Non si vede come il governo possa evitare un resoconto in cui siano
messe in chiaro le disposizioni del ministero degli Interni e la
condotta degli apparati di prevenzione e repressione. Quanto meno
sarà avvolto dai fumi di generiche accuse politiche, da una parte e
dell’altra, tanto più potrà essere efficace. Quel che preme di
più, per la prossima volta, è che non vincano ancora black bloc e
loro affiliati, o chi per loro, ma "i nostri". E "i
nostri" in una sana mentalità democratica sono, devono essere,
sia i responsabili dell’ordine pubblico che i pacifici manifestanti
di qualsivoglia idea.
Ai malcapitati del Social Forum può essere utile una riflessione su
quanto sia difficile costruire un movimento sociale, politico, di
opinione o qualsivoglia. Non basta una stupenda occasione di "contromarketing"

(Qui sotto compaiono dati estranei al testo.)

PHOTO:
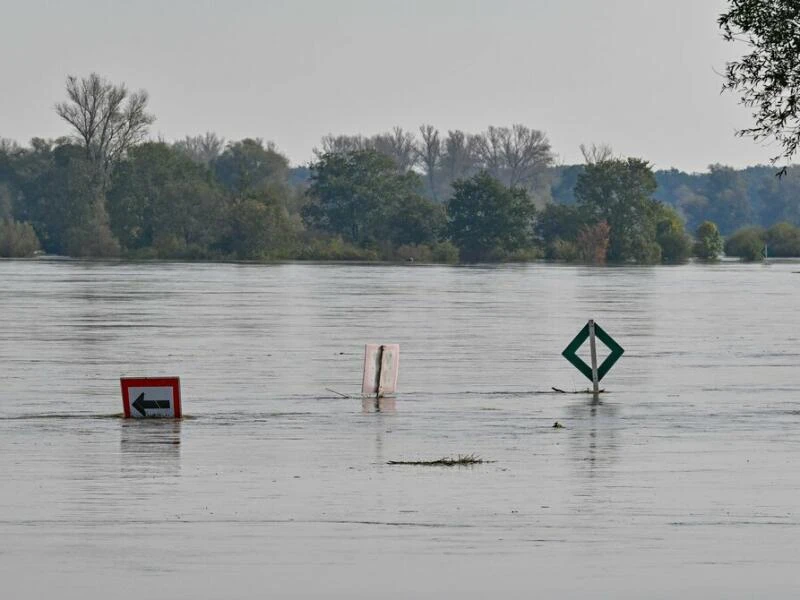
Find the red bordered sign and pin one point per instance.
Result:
(144, 397)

come quella rappresentata da un G8. Il problema dei gruppi violenti
che cercano di "sfruttare" un corteo pacifico e di
"rovinarlo" è antico come il mondo. Non serve moltissimo
lamentarsi dopo.
Bisogna provvedere prima. Perchè non occorre un dottorato in scienze
della comunicazione per capire che un solo morto fa più notizia di
trecentomila vivi. E si provvede con servizi d’ordine, con una
accorta vigilanza, isolando i violenti, individuandoli,
neutralizzandoli. E’ un’impresa difficile, richiede una lunga
maturazione; ancor più della palestra e dei bastoni servono profonde
convinzioni, affiatamento, il senso di una impresa comune. Si possono
chiedere informazioni ai sindacati. Tra i pensionati molti dovrebbero
ricordare come si fa, come si faceva.
A sentire Agnoletto, si capisce che il cammino che sta davanti ai
pacifici e volonterosi manifestanti di Genova per diventare un
movimento è forse persino più lungo, laborioso, pieno di ostacoli,
di quello che sta davanti alla disarticolata e depressa sinistra
italiana per diventare un moderno partito riformista. Pensate un po’.